2020年4月1日施行
瑕疵担保責任から契約不適合責任へ
<改正前>
従来の通説(法定責任説)では,売買の目的物,例えば不動産のような特定物に瑕疵があった場合でも,売主は債務を履行しているので責任を負わないと考える。しかしながら,それでは瑕疵がないことを信頼した買主が保護されないため,売主に瑕疵担保責任を負わせる運用。
売主の瑕疵担保責任とは,売買の目的物に隠れた瑕疵がある場合,売主が買主に対してその責任を負うことをいう。
例えば,中古住宅を購入したものの,契約時に屋根に欠陥があり,入居後に雨漏りが生じた場合,欠陥の事実を知らず,知らなかったことに落ち度がない買主(善意無過失の買主)であれば,瑕疵を知った時から1年以内であれば損害賠償を」請求でき,契約の目的を達成することができない場合には解除することもできる。
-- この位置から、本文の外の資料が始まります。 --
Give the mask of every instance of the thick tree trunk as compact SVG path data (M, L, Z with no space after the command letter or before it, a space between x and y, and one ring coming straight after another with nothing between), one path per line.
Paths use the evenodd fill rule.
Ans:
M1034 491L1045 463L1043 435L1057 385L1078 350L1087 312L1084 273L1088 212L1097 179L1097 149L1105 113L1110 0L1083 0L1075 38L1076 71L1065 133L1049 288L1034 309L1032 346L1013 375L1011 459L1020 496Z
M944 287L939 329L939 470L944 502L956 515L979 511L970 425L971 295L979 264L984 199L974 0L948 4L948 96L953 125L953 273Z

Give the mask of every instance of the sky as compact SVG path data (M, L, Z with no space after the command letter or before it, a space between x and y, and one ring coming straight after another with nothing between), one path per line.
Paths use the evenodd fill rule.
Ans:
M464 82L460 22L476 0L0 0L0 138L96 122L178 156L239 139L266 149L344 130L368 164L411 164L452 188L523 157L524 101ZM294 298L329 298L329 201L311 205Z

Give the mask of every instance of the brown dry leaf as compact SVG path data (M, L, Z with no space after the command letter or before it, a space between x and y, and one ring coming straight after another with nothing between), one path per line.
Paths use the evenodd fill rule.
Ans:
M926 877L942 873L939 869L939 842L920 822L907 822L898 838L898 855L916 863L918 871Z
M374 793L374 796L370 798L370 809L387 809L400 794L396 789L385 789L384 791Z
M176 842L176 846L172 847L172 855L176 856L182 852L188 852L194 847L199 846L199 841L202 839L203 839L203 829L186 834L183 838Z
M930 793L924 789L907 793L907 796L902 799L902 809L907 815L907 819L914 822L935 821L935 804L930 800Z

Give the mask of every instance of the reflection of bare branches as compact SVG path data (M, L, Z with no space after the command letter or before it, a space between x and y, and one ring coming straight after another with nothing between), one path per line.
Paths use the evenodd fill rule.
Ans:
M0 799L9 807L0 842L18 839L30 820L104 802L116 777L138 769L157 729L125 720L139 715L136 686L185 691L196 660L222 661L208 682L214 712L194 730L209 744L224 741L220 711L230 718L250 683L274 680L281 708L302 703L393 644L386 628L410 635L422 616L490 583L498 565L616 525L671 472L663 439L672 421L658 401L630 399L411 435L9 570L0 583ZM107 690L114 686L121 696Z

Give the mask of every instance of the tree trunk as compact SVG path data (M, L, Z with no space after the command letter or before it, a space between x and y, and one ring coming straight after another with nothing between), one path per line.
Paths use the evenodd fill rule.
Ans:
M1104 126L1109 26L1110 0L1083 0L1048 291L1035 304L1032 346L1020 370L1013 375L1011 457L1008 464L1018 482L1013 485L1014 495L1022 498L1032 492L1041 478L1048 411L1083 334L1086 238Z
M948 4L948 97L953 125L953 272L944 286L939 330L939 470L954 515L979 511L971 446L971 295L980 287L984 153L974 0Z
なお,売買契約では,買主の保護のため,売主の過失の有無を問わず責任を負うとされる(売主の無過失責任)。
<改正後>
契約責任説,つまり債務不履行責任説の特則とし,契約不適合責任が規定されて,瑕疵担保責任は廃止。
契約不適合責任とは,引き渡された売買の目的物が「種類,品質又は終了に関して契約に適合しない」場合に生じる売主の担保責任のこと。
例えば,目的物が引き渡されたとき,「種類が違う」「予定されていた品質の基準を満たさない」「数量が足りない」といった契約内容の不適合が起こった場合,買主は損害賠償請求や契約解除はもちろん,追完請求,代金減額請求とも可能となった。